The lender’s revenue came in at $31.4 billion, it earnings showed on Tuesday. That was above the $29.9 billion analysts had been expecting but down from $33.8 billion in the same quarter a year earlier.
Net income stood at $11.9 billion in the second quarter, boosted by the release of $3 billion that had been put aside to cover bad loans, which added $2.3 billion to the bottom line after charge-offs.

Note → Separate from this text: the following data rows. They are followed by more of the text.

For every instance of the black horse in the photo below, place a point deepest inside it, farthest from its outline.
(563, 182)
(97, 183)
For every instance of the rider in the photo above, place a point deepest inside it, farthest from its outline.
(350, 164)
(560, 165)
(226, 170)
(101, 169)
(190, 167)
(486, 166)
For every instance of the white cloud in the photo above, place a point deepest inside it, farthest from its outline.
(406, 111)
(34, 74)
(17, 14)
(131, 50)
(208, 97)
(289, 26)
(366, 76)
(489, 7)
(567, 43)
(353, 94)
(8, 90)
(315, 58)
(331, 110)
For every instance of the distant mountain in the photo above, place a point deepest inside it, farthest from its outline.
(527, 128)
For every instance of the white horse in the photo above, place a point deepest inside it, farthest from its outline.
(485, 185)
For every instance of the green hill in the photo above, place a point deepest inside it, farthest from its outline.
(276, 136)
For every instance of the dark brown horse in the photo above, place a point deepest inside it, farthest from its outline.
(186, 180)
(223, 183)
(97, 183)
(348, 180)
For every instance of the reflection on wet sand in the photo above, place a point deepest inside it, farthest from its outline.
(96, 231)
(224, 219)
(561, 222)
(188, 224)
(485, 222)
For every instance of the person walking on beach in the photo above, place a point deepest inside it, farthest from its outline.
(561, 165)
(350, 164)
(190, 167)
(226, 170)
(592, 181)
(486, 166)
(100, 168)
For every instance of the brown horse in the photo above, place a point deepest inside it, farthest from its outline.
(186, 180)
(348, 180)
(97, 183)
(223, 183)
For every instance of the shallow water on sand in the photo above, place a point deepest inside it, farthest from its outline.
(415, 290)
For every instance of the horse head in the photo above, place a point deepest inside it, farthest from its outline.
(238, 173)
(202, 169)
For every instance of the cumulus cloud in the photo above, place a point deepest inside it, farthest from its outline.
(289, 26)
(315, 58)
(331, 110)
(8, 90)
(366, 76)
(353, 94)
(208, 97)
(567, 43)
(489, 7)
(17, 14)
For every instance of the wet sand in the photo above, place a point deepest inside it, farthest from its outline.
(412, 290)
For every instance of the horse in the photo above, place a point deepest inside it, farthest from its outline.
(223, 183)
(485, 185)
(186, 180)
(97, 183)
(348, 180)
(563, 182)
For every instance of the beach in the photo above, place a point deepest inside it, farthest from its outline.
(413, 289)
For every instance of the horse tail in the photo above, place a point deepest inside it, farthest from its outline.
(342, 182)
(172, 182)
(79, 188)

Net income was up 155% from $4.7 billion a year earlier.
Earnings per share came in at $3.78, above expectations of $3.21 and up 174% from the same quarter in 2020.
Here are the key numbers:
- Earnings per share: $3.78 vs. $3.21 expected.
- Revenue: $31.4 billion vs. $29.9 billion expected.
“JPMorgan Chase delivered solid performance across our businesses,” said Chairman and CEO Jamie Dimon.
“This quarter we once again benefited from a significant reserve release as the environment continues to improve… Consumer and wholesale balance sheets remain exceptionally strong.”
The Wall Street lender, the biggest in the US by assets, is seen as a bellwether company whose earnings give a sense of the health of the economy. Its results on Tuesday showed how banks are benefitting from rapid economic growth which has made much of the money they set aside in 2020 to cover bad coronavirus loans redundant.
JPMorgan’s earnings also showed that its investment banking arm fared well in the second quarter despite quieter markets. Investment banking fees rose 25% year on year to a record high of $3.6 billion, largely driven by the boom in mergers and acquisitions.
The bank’s stock was down 0.63% in pre-market trading after the earnings were released, at $157.00. It has risen more than 20% in 2021 as so-called cyclical stocks have benefited from a lifting of coronavirus restrictions and strong economic outlook.